Per spiegare il tutto è stato usato il concetto di liberare l’idea di chi si ha davanti, mantenere il controllo dell’azione e sentire dentro un’energia quasi come un istinto omicida. Detta così per dei profani della disciplina sembra quasi l’invito a divenire aggressivi o peggio violenti; in realtà è solo il concretizzare di uno stato d’animo privo di inibizioni fasulle e lasciar uscire la tecnica: non crearsi ostacoli inutili, se poi ti conosci vivi il momento con realtà.
Ripeto che per un profano può essere un qualcosa di folle parlare in questi termini di emozioni, collaborazione ed aiuto nella pratica, verrebbe d a chiedere “ ma ci si aiuta ad essere aggressivi? “, la risposta è ovviamente no, ci si aiuta ad essere presenti con la mente e con le emozioni, a scoprire la “parte animale” ancora latitante in noi, pur se domata dalla civilizzazione che ci viene imposta.
Una allieva ha risposto: “Non riesco a sentire questo quando lavoro con i compagni, non ho nulla contro di loro” è vero è faticoso. Temi sempre di sbagliare e far male all’altro, ma proprio per questo controllo serve a darci la libertà di sentirci un po’ “ omicidi” dentro di noi tanto poi controlliamo.
Qualche tempo feci una sorta di gioco, attribuii ad alcune persone un animale che vi rassomiglia (non ho ancora scoperto il mio). Tale elucubrazione mentale nasce dal mio cogliere la parte istintiva dell’altro, e siccome senza concretezza non vediamo, questa parte ha le sembianze di un animale.
Non che io abbia inventato qualcosa, assolutamente, anzi è una cosa risaputa, tanto che la nostra parte “animale” si trova nel cervelletto. Scopo del gioco era dare forma a questa parte.

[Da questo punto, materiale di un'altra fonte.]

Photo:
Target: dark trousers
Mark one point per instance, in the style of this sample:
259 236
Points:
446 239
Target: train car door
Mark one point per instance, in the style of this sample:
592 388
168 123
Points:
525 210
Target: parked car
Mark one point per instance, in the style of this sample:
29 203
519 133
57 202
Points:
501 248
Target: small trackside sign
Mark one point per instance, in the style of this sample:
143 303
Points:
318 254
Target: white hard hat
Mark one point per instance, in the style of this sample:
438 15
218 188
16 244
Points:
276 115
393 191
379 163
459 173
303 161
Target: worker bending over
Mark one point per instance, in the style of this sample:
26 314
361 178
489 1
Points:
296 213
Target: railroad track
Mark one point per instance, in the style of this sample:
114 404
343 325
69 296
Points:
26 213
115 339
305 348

Cosa c’entra tutto questo con l’istinto omicida? Innanzitutto si parla di istinto e quindi di una pulsione, di una emozione da liberare, poi omicida si può associare alla frase latina “Mors tua vita mea” - ossia se tu muori io vivo – che in questo caso è la parte teorica di questa disciplina mentre la pratica è il controllo. Entrare in un tatami per farsi le carezze o lavorare senza enfasi e sentimento di colpire è violare uno dei precetti del Dojo-Kun:
perseguire la via di verità/sincerità. A cui poi si collegano i precetti secondo cui bisogna rinforzare spirito e carattere.
Pertanto l’aver usato
Istinto Omicida come definizione di questa pulsione ha reso al meglio l’idea di quanto si dovrebbe sentire dentro di se durante la pratica.
Arrivare a tanto è un percorso duro, comporta la personale nudità dei sentimenti e della natura, ma se davvero questa meta porta con se la meraviglia dell’essere se stessi e stare dove si è….. percorreremo questo DO.